SpDM^3 and HP-CONCORD version 0.1

SpDM^3: Sparse-Dense Matrix-Matrix Multiplication at scale
HP-CONCORD: High-performance inverse covariance matrix estimation using the CONCORD-ISTA algorithm.


  • C++, MPI, and OpenMP
  • (Preferred) BLAS/MKL/ESSL library
  • (Provided in the repo) graph500-1.2 (R-MAT graph generator) and SpBLAS.


If you just want to use HP-CONCORD on Edison at NERSC, skip to the section 'Using the HP-CONCORD module on Edison at NERSC'. Otherwise, you need to compile SpDM^3/HP-CONCORD from the source files. Below is how to set up the environment.

  • git clone <bitbucket link>
  • cd into the folder
  • cd configs and choose configuration file
    • Edison with MKL: cp
    • Ubuntu with BLAS: cp
    • Ubuntu with MKL: cp (If Intel MKL is not installed in /opt/intel, please update the INTELROOT variable in the file.)
    • Mac with BLAS: cp
    • Mira with ESSL: cp

The set up is complete. See the next two sections for separate instructions on how to use SpDM^3 and HP-CONCORD.

How to use SpDM^3

If you just wanted to use SpDM^3 for distributed sparse-dense matrix-matrix multiplication, see code examples in the examples folder. Please also cite the SpDM^3 paper (see details in the Citation section).

How to run HP-CONCORD


From the top directory, cd bin and make to get the executables ista1, ista2, and ista5.

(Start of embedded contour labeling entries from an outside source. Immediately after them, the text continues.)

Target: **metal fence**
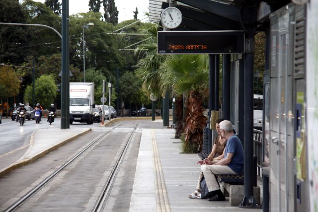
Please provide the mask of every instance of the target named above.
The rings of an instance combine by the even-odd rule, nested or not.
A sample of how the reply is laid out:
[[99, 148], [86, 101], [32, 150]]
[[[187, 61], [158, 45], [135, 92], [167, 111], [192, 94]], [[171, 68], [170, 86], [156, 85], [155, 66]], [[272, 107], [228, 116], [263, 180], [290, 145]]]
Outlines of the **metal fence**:
[[263, 154], [262, 143], [263, 142], [263, 132], [260, 130], [253, 129], [253, 153], [257, 157], [257, 174], [261, 176]]

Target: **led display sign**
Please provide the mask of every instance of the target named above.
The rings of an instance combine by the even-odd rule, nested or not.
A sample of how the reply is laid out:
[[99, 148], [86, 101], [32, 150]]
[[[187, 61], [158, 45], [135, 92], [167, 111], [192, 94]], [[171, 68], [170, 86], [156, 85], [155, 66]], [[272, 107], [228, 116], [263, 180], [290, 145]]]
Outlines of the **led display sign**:
[[243, 31], [159, 31], [159, 54], [244, 53]]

Using the HP-CONCORD module on NERSC machines

If you are on Edison or Cori at NERSC, you can use the custom HP-CONCORD module by running the commands

  • module use /global/common/software/m88/<machine_name>/modulefiles
  • module load hp-concord/0.1

where machine_name can be edison or cori. The module provides you ista1, ista2, and ista5.

Input format

Matrix X of n observations (rows) of p features (columns), stored in NumPy column-major format. Our code assumes n << p.

Which executable to run

Please refer to our PMLR'18 paper for algorithm names and notations.

  • ista1 implements the Cov variant, taking in the observation matrix X as input.
  • ista2 implements the Obs variant, taking in the obseravtion matrix X as input.
  • ista5 implements the Cov variant, taking in the sample covariance matrix S as input.

If the expected number of nonzeroes per row is less than n, use ista1. Otherwise, use ista2. In general, ista2 outperforms ista1 so if you're not sure what to use, use ista2.

Command-line parameters

  • -i: NumPy's .npy input file name.
    • Assumes column-major format where rows are observations and columns are features.
  • -o: output file name. (Matrix Market format.)
  • -re: initial guess for Omega (Matrix Market format.) (Can be used for restarting.)
  • -c: replication factor (default is 1).
    • If you don't know what this is, it's safe to just ignore this option.
    • c <= sqrt(number of MPI processes)
  • -l1: lambda1 (default is 0.3).
  • -l2: lambda2 (default is 0.2).
  • -L1: Lambda1 .npy input file name.
    • Takes L1 as an input matrix. Overrides -l1.
    • Row-major. (fortran_order = false)
  • -tau: starting tau (default is 1.0).
  • -eps: epsilon (default is 1.0e-5).
  • -max_inner: maximum inner iterations (default is 20).
  • -max_outer: maximum outer iterations (default is 100).
  • -stop_inner: the inner iteration to stop when reaching the last outer iteration (default is -1 = unactivated). Useful for debugging.
  • -outer_offset: start the outer iteration count from this number (Makes it less confusing when doing checkpoint-restarting)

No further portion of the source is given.